The mean ± SD of moss cover was 75 ± 14%, followed by grasses (12 ± 13%), lichens (4.1 ± 7.2%), forbs (2.5 ± 2.9%), and dwarf shrubs (2.4 ± 3.1%) (Table 1). The values for rock, litter and bare soil were 2.8 ± 3.7%, 1.4 ± 2.5% and 0.2 ± 0.8%, respectively. Other bryophytes, especially Polytrichum and Dicranum species were found in most of the 1 m2 quadrats in addition to P. schreberi, as were lichens of the genus Cladonia.

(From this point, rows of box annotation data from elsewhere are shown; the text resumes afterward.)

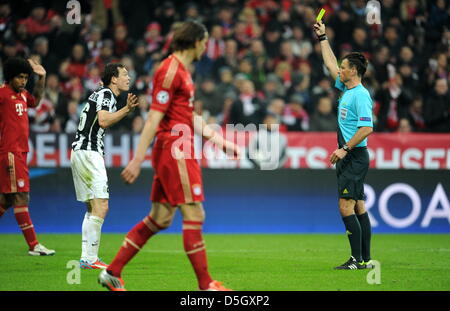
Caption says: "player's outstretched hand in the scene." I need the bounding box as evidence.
[127,93,139,112]
[120,158,141,184]
[313,21,325,36]
[28,58,47,77]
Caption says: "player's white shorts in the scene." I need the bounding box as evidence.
[70,150,109,202]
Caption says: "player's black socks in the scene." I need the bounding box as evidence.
[342,214,362,262]
[358,212,372,261]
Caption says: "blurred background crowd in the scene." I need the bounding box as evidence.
[0,0,450,133]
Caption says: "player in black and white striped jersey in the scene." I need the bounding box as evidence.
[70,63,138,269]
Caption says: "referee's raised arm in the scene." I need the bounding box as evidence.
[314,21,339,80]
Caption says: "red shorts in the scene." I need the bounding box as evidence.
[0,152,30,193]
[150,147,205,206]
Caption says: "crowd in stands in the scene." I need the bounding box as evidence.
[0,0,450,133]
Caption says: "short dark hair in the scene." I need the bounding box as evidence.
[171,21,208,52]
[342,52,368,77]
[102,63,125,86]
[3,57,33,83]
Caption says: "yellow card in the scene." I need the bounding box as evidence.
[316,8,325,22]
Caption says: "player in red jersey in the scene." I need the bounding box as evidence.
[0,57,55,256]
[99,22,240,291]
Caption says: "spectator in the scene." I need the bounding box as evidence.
[273,41,301,71]
[263,73,286,102]
[23,1,54,36]
[114,24,130,58]
[28,98,55,133]
[184,2,203,23]
[67,43,87,79]
[83,64,101,93]
[408,95,426,132]
[63,100,80,134]
[424,78,450,133]
[131,116,145,135]
[212,39,238,80]
[86,25,103,59]
[351,27,372,53]
[229,80,266,126]
[375,74,409,132]
[245,39,267,90]
[283,95,309,131]
[92,0,123,38]
[247,112,287,170]
[309,97,337,132]
[215,6,234,37]
[267,97,287,132]
[156,1,178,36]
[44,73,67,120]
[289,25,313,60]
[144,22,164,59]
[382,25,402,55]
[397,118,412,133]
[196,78,223,116]
[94,39,114,72]
[263,23,283,59]
[33,36,58,74]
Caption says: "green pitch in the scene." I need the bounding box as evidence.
[0,234,450,291]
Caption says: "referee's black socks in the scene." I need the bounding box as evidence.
[342,214,362,262]
[358,212,372,262]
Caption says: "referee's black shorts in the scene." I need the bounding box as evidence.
[336,147,369,200]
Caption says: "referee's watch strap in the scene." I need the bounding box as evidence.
[318,34,328,41]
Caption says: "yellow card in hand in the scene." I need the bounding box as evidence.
[316,9,325,22]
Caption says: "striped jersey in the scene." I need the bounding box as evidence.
[72,87,117,155]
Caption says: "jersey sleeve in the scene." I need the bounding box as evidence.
[95,92,114,112]
[150,61,179,113]
[334,75,345,91]
[356,92,373,127]
[24,91,39,108]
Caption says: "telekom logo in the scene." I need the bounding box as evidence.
[16,103,23,116]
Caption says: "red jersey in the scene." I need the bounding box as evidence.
[0,84,36,153]
[150,54,195,152]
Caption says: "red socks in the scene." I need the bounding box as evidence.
[107,216,158,277]
[183,221,212,289]
[14,206,38,250]
[0,205,6,217]
[107,216,212,289]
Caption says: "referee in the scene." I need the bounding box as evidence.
[314,21,373,270]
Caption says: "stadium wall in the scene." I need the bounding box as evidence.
[0,168,450,233]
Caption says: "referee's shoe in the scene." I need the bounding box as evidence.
[334,256,367,270]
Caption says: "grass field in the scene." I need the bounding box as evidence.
[0,234,450,291]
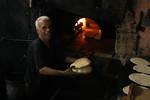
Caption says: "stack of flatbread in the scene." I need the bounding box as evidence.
[70,57,92,73]
[130,57,150,65]
[129,57,150,87]
[130,57,150,74]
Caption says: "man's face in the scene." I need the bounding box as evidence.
[37,20,52,40]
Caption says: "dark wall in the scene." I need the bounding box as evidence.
[0,0,29,80]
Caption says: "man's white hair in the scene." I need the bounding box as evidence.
[35,16,50,29]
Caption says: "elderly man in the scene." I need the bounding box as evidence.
[25,16,77,100]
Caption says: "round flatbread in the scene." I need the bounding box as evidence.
[129,73,150,87]
[70,58,91,68]
[72,66,92,74]
[130,57,150,65]
[122,85,148,95]
[133,65,150,74]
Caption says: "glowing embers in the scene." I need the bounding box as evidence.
[74,18,102,44]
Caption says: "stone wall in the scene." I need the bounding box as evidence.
[115,0,150,64]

The most frequent grass was Deschampsia flexuosa ((L.) Trin) and the most frequent forb Rumex acetosella (L.). Other common species, especially at the most urban sites close to the city centre were Sedum telephium (L.), Rubus idaeus (L.), Epilobium angustifolium (L.) and Sorbus aucuparia (L.), while the dwarf shrubs Vaccinium myrtillus (L.), Vaccinium vitis-idaea (L.) and Calluna vulgaris ((L.) Hull) were found at the more rural forest sites near the sea shore, and in forests farther away from the city centre with higher (but always <30%) tree canopy cover. The cover values presented in Table 1 overestimate the actual abundance of bryophytes. This is because we had to locate the 1 m2 quadrats so that we got a monospecific 100 cm2 P. schreberi sample from each quadrat. However, moss cover also showed a strong negative correlation with grass cover based on the Spearman rank correlation test (rS = −0.699, p < 0.001). Grasses were most abundant in Viikki (site 1, 42.7%), Pihlajamäki (site 26, 45.3%) and Seurasaari (site 31, 44.1%). The first site is characterised by its vicinity to agricultural activities, the second by vehicle exhausts and recreational use, for example by dog walkers, and the third is considered mainly to be affected by N emissions from vehicles and the Salmisaari coal power plant about 1 km south of the site. Two of the three background sites, Luukki (site 15) and Sipoonkorpi (site 16), where among the sites with the lowest grass cover (0.2% and 0.0%, respectively). Lichens appeared as the most sensitive functional group to NOx with reference to negative correlations between lichen cover and NOx concentrations, while forbs were the most tolerant group (rS all p < 0.05). 3.3. Moss shoot biomass and length

Fig. 2. Plot of the first two principal components (PC) from the principal component analysis of modelled annual mean NOx concentrations (NO, NO2 and NOx ), tree canopy cover (canopycover), covers of functional groups (forbs, grasses, lichens, mosses, dwarfshrubs), moss green shoot variables (moss dw, moss length, moss dw to length, moss C, moss N, moss C to N), and soil total N concentration (soil N) in the Helsinki Metropolitan Area.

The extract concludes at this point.